# Commercial restaurant hoods



## leland (Dec 28, 2007)

The jar is the protection. 
just don't over lamp or you'll be buying a lot of bulbs.


----------



## sparkyboys (May 3, 2009)

scrawmer said:


> The mason jar lighting that goes inside the hood is there any where in the code that says a person has to use shatter proof lamps, if the glass jar cover is on the fixture.


needs to be shatter proof


----------



## lectricboy (Mar 11, 2009)

sparkyboys said:


> needs to be shatter proof


Not if the lamp is protected by a jar.


----------



## wildleg (Apr 12, 2009)

410.4 c


----------



## leland (Dec 28, 2007)

wildleg said:


> 410.4 c



????!!!! 2008 NEC- No such location.

http://www.dps.state.ia.us/fm/electrician/PDFs/State_of_Iowa_Electrical_Board_FAQ.pdf

Looks as though they are testing under 2008 (as of 04/01/2008),that may guide the answer.


----------



## wildleg (Apr 12, 2009)

sorry that was 2005 

in 2008 it would be 410.10 C


----------



## leland (Dec 28, 2007)

wildleg said:


> sorry that was 2005
> 
> in 2008 it would be 410.10 C



No prob- been 08' here (01/01/2008) and my natural instinct goes there.

But 410.10(C) mentions nothing of the lamp.

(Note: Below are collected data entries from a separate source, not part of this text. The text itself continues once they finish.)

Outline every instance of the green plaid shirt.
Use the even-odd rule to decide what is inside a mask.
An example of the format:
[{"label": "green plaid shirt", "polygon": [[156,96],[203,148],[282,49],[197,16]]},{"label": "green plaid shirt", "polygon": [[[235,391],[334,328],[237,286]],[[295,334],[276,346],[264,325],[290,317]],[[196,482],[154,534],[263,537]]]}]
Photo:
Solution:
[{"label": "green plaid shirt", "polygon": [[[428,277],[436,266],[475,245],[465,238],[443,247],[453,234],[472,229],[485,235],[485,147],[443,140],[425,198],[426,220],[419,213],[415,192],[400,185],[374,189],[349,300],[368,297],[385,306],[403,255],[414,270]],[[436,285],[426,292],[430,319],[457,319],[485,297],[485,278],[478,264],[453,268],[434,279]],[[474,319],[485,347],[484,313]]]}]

Only the fixture (luminaire).

So the 'Jelly jar' covers it.


----------



## william1978 (Sep 21, 2008)

As far as I know there isn't anywhere in our code NEC, maybe health department. Who is making you change them?


----------



## william1978 (Sep 21, 2008)

Welcome to the forum scrawmer.


----------



## leland (Dec 28, 2007)

william1978 said:


> Wewlcome to the forum scrawmer



Mr 1978- You are so good at the welcomes:thumbsup:. myself I forget. But I remember when I was welcomed.:thumbsup:
that is very nice.

Welcome! You will enjoy it here!


----------